BRIDGEPORT — Neighborhood groups have organized a rally to take place before Wednesday's CPS utilization forum for schools in the district’s Pershing Network.

The groups are focusing on three Bridgeport elementary schools — Phillip Armour School, Alexander Graham School and George B. McClellan School — they say are in danger of closing based on CPS calculations for utilization.

The rally is scheduled for 6 p.m. Wednesday at First Lutheran Church of the Trinity, 643 W. 31st St.

Organizers said they’ll provide bus transportation to the CPS forum, slated for 7 to 9 p.m. at the Fuller Park Field House, 311 W. 45th St.

CPS said it has to close schools to address a budget deficit projected at $400 million. It faces a state-imposed deadline at the end of March to announce the closings for the fall, and 100 or more schools could be shut down.

CPS Chief Executive Officer Barbara Byrd-Bennett has said high schools would not be part of the closures.

Across the Pershing Network’s 31 elementary schools, which cut through the Bridgeport, McKinley Park, Chinatown, Bronzeville and Englewood neighborhoods, 10 are considered underutilized, four are overcrowded and 17 are labeled efficient.
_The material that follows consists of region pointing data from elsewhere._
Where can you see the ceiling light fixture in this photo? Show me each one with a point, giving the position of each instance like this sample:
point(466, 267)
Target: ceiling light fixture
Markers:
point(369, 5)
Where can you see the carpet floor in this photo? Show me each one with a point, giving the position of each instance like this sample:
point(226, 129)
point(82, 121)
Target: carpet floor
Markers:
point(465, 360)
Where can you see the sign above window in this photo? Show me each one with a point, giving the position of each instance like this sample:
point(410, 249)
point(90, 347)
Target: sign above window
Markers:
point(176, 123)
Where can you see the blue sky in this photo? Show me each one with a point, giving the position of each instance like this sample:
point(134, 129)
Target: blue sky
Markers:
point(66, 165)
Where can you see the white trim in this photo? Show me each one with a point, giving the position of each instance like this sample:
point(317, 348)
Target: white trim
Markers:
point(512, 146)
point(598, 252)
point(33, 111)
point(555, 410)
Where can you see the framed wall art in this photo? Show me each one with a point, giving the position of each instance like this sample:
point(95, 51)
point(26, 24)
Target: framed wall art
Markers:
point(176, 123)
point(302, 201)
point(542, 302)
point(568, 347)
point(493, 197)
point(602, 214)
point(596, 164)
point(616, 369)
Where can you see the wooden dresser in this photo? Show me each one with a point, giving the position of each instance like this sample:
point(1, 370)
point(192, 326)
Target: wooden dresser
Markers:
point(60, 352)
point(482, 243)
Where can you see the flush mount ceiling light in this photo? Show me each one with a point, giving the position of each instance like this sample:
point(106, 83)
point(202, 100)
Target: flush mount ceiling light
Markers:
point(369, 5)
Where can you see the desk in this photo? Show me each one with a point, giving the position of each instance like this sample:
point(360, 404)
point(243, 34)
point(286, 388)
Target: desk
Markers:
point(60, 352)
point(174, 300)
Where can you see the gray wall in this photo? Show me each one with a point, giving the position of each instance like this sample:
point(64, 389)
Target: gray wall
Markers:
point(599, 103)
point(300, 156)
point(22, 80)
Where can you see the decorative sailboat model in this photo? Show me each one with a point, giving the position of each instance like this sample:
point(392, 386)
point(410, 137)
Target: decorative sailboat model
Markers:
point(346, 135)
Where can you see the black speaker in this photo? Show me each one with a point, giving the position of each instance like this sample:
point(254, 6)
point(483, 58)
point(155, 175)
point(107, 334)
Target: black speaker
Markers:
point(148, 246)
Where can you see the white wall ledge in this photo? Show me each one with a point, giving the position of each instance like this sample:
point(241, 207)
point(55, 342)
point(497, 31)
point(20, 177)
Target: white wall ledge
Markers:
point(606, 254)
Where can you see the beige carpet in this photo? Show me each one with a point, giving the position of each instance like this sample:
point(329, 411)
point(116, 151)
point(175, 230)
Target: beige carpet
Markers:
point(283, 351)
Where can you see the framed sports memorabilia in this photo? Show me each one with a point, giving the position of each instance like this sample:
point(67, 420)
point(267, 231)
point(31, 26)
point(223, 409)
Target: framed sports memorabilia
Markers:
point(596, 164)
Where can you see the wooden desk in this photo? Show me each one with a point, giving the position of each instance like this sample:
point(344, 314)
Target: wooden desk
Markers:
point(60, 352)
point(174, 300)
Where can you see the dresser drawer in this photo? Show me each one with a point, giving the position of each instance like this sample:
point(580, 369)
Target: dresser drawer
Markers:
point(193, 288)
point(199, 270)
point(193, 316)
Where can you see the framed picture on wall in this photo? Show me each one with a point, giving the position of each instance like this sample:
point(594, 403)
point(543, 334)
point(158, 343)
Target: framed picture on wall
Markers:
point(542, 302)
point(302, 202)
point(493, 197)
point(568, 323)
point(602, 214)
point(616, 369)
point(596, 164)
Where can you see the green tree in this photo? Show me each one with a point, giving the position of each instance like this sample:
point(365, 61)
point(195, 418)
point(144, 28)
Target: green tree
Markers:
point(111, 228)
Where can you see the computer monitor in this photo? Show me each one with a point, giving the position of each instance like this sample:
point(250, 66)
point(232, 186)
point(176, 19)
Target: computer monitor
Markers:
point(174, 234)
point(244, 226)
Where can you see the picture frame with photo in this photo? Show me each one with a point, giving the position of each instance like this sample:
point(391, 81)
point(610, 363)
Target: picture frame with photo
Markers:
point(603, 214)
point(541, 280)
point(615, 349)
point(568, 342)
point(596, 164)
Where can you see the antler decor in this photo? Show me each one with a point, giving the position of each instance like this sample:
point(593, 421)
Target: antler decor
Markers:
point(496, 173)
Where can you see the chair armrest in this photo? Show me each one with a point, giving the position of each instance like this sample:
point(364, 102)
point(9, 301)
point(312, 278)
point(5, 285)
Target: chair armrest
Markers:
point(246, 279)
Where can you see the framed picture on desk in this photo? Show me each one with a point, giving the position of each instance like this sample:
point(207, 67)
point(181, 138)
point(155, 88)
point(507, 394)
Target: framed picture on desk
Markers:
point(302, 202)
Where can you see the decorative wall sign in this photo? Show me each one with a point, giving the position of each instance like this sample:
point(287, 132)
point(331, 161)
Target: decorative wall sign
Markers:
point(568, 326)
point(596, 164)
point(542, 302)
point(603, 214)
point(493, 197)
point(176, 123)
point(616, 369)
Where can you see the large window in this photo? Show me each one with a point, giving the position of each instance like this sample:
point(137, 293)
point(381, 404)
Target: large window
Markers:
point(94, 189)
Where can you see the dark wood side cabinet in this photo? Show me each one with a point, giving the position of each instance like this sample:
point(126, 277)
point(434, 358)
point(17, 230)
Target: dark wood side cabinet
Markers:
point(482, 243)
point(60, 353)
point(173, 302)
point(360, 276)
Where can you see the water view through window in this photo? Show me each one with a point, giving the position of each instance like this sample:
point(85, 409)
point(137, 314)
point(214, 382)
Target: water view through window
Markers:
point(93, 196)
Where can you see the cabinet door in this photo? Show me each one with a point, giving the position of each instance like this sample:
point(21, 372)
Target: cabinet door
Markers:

But activists, including those from the citizen advocacy group Illinois Raise Your Hand, have said the school district is using old data and flawed formulas to make crucial decisions about the future of the city's public schools.

Jennie Biggs, a Bridgeport parent and vocal critic of the CPS closures, said the district is relying on spreadsheets, not site visits, to create their utilization data, available for download here on the CPS website.

She pointed to a recent forum for the Far South Side’s Lake Calumet Network, where activists from one school, W.E.B. DuBois Elementary, clutched blown-up photos depicting a dilapidated, vacant building on the school’s campus that they said CPS used in its calculations to determine classroom utilization.

“How many other schools are like this?” Biggs asked.

At Armour School, CPS has counted 29 classrooms in its calculations for both of the school's buildings. But the schools, Biggs said, were left with only 22 classrooms after a recent elevator installation and renovation to a school library.

At McClellan, a source at the school said school officials have appealed its original designation as underutilized, thrust upon it when CPS overlooked a handful of special education classrooms. The school, 3527 S. Wallace St., is comprised of 25 percent of special education students.

CPS did not immediately return messages seeking comment for this story.

Those are just a few of the concerns that parents and activists will bring to the CPS-hosted forum.

So far, the gatherings have been volatile, with reporters barred from reporting on breakout sessions and parents shouting down the speakers at a recent North Side forum.

On the Southwest Side, activists are hoping for a strong turnout for the rally and forum.

“We’re trying to accommodate everyone as best we can. We realize how important it is to show up in numbers,” Biggs said.

A second CPS forum is scheduled for Feb. 21 from 7-9 p.m., also at Fuller Park.